La cliente d’aujourd’hui est un peu plus âgée que son donneur. C’est une question d’épanouissement : les femmes ont le choix de l’âge auquel elles veulent enfanter, et elles ont droit à 9 inséminations. A force, certaines deviennent des copines. Mais je sais qu’il ne faut pas trop s’attacher. Quand elles deviennent mères, leurs priorités changent, et c’est bien normal.
Chaque femme a droit en moyenne à 1.3 enfants, pour rester en deça de ce que notre système éco-énergétique peut assurer. Le nombre d’écoles est limité , le nombre de professeurs aussi. Et surtout, on n’a droit qu’à une vingtaine d’années de vie de famille. Il faut bien calculer son coup, car tu dois quitter la maison parentale à 55 ans. Si tes enfants n’ont pas 20 ans, et bien… C’est une autre femme qui poursuit leur éducation, et toi tu pars vivre en hôtel de fin de vie, où il n’y a que des chambres pour personnes seules. C’est comme ça.
L’hôtel de fin de vie, c’est l’ultime sécurité. Désinfection permanente, testing quotidien, visites et conversations à travers une vitre. Il y a même un local à coït. C’est joli, en général, mais peu confortable. La paroi en plexi trouée en guise de holy hole, seul contact avec la chair de ton partenaire, ça n’est pas bon pour le moral.
C’est pour cela que j’ai accepté le job. Pour le sexe. Moi je veux toucher la peau, je veux goûter le sperme, je veux lécher les culs. J’aime sentir le corps d’une femme qui jouit autour de mes doigts, voir le foutre couler de mon vagin vers le sien, son sourire quand l’espoir naît. Il faut voir leurs yeux quand j’incline le lit : il y a plus d’amour en cet instant qu’à n’importe quelle autre étape du processus.
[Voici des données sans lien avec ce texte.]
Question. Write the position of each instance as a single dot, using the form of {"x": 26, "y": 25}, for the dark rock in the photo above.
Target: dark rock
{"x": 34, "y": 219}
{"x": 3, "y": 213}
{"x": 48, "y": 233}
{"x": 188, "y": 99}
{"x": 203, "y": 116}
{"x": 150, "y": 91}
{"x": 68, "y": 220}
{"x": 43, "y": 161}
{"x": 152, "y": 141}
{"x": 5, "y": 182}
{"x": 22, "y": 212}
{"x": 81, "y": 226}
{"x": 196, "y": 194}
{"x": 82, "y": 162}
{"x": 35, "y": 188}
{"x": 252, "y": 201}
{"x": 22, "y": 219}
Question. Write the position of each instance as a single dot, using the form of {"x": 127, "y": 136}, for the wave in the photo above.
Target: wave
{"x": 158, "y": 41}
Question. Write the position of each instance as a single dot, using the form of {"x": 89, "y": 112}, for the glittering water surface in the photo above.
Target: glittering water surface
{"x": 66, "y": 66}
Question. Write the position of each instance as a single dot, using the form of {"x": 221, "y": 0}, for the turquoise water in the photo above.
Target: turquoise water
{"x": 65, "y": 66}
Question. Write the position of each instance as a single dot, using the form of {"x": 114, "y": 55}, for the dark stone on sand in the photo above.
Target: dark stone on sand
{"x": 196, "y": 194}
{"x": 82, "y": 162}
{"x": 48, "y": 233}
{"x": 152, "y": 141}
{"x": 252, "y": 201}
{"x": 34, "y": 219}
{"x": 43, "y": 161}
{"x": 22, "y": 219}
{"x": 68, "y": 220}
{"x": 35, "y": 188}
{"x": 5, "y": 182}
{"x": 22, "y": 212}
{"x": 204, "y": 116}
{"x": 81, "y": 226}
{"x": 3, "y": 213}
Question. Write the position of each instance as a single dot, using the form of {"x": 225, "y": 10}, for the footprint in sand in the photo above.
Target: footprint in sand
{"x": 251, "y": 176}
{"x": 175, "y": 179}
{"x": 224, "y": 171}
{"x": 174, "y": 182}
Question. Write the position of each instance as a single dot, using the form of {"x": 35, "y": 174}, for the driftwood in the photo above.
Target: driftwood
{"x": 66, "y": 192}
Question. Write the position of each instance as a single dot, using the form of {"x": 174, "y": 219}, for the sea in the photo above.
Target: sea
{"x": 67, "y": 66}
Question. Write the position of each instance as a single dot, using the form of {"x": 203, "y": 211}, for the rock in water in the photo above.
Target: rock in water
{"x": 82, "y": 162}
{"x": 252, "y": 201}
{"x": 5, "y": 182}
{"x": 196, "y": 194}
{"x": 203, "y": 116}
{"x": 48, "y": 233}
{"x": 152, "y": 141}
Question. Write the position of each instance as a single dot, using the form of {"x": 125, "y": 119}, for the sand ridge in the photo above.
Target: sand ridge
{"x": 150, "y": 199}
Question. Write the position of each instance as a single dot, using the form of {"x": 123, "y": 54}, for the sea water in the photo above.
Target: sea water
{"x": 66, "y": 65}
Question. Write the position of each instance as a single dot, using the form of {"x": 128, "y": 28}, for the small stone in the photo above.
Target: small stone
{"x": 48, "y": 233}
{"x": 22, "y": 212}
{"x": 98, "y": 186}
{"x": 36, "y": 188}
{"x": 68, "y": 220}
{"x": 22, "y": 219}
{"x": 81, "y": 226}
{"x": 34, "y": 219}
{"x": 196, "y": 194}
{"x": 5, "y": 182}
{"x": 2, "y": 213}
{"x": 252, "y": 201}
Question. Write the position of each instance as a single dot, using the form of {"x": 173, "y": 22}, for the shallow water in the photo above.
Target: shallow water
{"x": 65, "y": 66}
J’ai un taux de réussite de 47%. Ca me vaut d’être très sollicitée. Parfois on m’offre des masques, ou des produits importés, en remerciement. Moi, ma récompense, c’est con, mais… C’est quand les mères décident de rencontrer leur donneur. Elles n’en ont le droit que si la fécondation a opéré, et qu’elles atteignent le 4e mois de grossesse. Il paraît que c’est le moment idéal pour que les parents puissent nouer une relation. Évidemment, les avantages sont nombreux : s’ils se regroupent en famille, ils ont droit à vivre dans une maison deux chambres, et à télétravailler selon les horaires scolaires : 15 jours de déconnexion tous les 4 mois. C’est appréciable. Les statistiques montrent que les couples formés après la fécondation sont plus solides que ceux qui s’étaient appariés avant la grande épidémie. Comme si le fait d’être habitué au confinement en solitaire rendait le confinement à deux infiniment plus supportable.
Quand j’ai quitté la chambre, la future mère souriait. C’est précieux, un sourire, tu sais, dans un monde où chacun est masqué. Elle était belle. Je l’ai photographiée, et j’ai rangé la photo dans mon album des moments parfaits.